Schnell ist die Kreuzung besetzt, die Blockade geht hier über in eine von der Linkspartei angemeldete Kundgebung. Immer mehr GegendemonstrantInnen kommen an, die Stimmung ist gut. Auch an anderen Orten entstehen jetzt Blockaden, bis nicht nur die geplante, sondern auch mögliche Ausweichrouten der Rechten erst mal dicht sind.
Ab 14 Uhr sammeln sich die FlüchtlinsgegnerInnen an ihrem Auftaktort in der Nähe des S-Bahnhofs Raoul-Wallenberg-Straße, etwa 700 sind es zu Beginn. Organisierte Neonazis sind darunter, etwa der NPD-Landesvorsitzende Sebastian Schmidtke. „Wir sind Anwohner und keine Nazis“, steht nichtsdestotrotz auf selbstgemalten Schildern. In Redebeiträgen wird gegen „Asylbetrüger“ gehetzt, nach Einschätzung von Antifa-Aktivisten gehört ein Großteil der DemonstrantInnen dem organisierten Neonazi- und Kameradschaftsspektrum an.
Für die Rechten heißt es erst mal warten, denn die vor ihnen liegende Strecke ist mittlerweile in alle Richtungen blockiert. Auch bei den Blockaden bleibt es zunächst ruhig, eine Weile lang sieht es so aus, als würde es am Ende darum gehen, welche Gruppe es länger in der Kälte aushält. Die NazigegnerInnen scheinen hier einen Vorteil zu haben: Von ihrem Balkon aus verteilen AnwohnerInnen heißen Tee. Mit ihrer Behauptung, den ganzen Bezirk hinter sich zu haben, liegen die Neonazis offensichtlich falsch.

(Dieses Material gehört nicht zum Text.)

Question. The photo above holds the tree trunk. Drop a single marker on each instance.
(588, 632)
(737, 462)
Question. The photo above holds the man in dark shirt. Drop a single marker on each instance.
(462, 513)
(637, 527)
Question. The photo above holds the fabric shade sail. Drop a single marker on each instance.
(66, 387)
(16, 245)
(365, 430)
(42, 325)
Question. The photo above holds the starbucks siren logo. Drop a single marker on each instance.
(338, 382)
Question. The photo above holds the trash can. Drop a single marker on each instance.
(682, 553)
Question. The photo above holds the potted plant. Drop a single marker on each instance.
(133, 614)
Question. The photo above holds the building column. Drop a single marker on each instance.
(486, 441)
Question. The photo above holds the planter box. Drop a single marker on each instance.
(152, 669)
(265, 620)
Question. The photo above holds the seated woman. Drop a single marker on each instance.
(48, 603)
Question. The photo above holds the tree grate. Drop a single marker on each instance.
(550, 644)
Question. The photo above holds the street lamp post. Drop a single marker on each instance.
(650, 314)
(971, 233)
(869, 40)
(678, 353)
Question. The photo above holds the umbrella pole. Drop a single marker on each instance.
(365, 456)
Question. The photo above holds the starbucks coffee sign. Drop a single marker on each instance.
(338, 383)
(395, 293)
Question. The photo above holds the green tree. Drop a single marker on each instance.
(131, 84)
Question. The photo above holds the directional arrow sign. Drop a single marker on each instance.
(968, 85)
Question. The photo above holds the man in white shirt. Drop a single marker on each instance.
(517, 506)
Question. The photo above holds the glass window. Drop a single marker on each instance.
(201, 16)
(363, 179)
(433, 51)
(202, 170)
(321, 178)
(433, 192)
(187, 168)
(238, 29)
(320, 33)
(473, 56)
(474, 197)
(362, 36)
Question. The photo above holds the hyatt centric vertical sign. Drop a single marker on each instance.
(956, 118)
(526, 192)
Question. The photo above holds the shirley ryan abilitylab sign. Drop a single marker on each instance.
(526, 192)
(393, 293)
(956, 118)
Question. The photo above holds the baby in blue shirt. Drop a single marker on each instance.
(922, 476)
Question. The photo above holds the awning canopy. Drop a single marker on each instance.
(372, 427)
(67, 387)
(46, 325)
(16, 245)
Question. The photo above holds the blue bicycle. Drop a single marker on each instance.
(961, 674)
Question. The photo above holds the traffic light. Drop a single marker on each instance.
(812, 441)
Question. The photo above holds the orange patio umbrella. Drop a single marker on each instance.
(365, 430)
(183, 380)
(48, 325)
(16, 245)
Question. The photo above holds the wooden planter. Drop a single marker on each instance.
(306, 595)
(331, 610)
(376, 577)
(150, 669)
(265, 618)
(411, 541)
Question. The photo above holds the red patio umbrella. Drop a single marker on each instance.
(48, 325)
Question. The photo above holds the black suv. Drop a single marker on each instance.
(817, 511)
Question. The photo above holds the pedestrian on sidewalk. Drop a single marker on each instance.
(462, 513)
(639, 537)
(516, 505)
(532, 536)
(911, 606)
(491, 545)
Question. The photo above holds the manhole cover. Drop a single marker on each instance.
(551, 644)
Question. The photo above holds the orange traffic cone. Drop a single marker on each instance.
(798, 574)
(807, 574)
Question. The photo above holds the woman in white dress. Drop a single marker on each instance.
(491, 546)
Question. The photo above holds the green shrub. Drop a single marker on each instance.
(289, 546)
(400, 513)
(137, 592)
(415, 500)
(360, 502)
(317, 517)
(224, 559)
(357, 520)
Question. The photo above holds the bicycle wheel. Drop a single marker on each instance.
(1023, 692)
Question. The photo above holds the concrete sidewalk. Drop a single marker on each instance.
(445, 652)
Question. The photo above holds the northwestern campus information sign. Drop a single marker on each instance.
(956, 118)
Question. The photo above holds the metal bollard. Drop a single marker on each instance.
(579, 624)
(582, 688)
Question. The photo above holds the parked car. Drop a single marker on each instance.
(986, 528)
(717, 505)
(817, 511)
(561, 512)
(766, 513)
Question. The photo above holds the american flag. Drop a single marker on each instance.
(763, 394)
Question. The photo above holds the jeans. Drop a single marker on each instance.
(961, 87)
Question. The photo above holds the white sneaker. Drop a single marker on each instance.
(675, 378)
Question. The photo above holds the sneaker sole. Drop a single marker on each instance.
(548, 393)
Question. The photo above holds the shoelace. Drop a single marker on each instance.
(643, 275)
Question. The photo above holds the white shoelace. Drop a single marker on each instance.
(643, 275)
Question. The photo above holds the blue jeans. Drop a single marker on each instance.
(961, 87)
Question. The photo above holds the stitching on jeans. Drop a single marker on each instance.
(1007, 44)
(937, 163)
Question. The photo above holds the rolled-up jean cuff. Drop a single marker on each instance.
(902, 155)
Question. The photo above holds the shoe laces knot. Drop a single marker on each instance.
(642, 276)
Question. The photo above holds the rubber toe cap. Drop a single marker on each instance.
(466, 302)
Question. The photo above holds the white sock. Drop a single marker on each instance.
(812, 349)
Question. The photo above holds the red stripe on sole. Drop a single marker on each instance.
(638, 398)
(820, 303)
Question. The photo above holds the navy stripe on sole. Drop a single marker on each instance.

Um 17 Uhr wird es dann chaotisch: Die Rechten laufen doch noch los, auf die nur 200 Meter entfernte Blockade zu. Die war bisher durch Polizeifahrzeuge und Gitter abgesperrt – jetzt gelingt es den GegendemonstrantInnen plötzlich, auf die Kreuzung zu kommen. Die Polizei scheint überfordert, es fliegen Böller und einige Flaschen. Die Rechten müssen umdrehen und zurück zum S-Bahnhof laufen, die GegendemonstrantInnen laufen jetzt direkt daneben auf der anderen Fahrbahn, nur die Tram-Schienen und die Polizei trennen die beiden Gruppen. „Wir sind das Volk“, skandieren die Rechten, „Bleiberecht überall“ tönt es deutlich lauter von der anderen Seite. Die Stimmung ist aggressiv, die Polizei setzt Pfefferspray gegen die antifaschistischen DemonstrantInnen ein und versucht, deren Zug auf den Gehweg zu drängen. 22 verletzte Beamte und 14 Festnahmen gibt es insgesamt, so ein Polizeisprecher am Sonntag.
Um kurz nach sechs ist dann alles vorbei: Die Rechten sind abgereist. Dass der Neonazi-Aufmarsch verhindert werde konnte, ist vor allem den von Antifa-Gruppen organisierten Blockaden und deren TeilnehmerInnen zu verdanken, die Kundgebungen der Parteien waren eher Ergänzung. Ob den rechten Protesten in Marzahn damit auch über diesen Tag hinaus der Wind aus den Segeln genommen wurde, wird sich in den nächsten Tagen zeigen.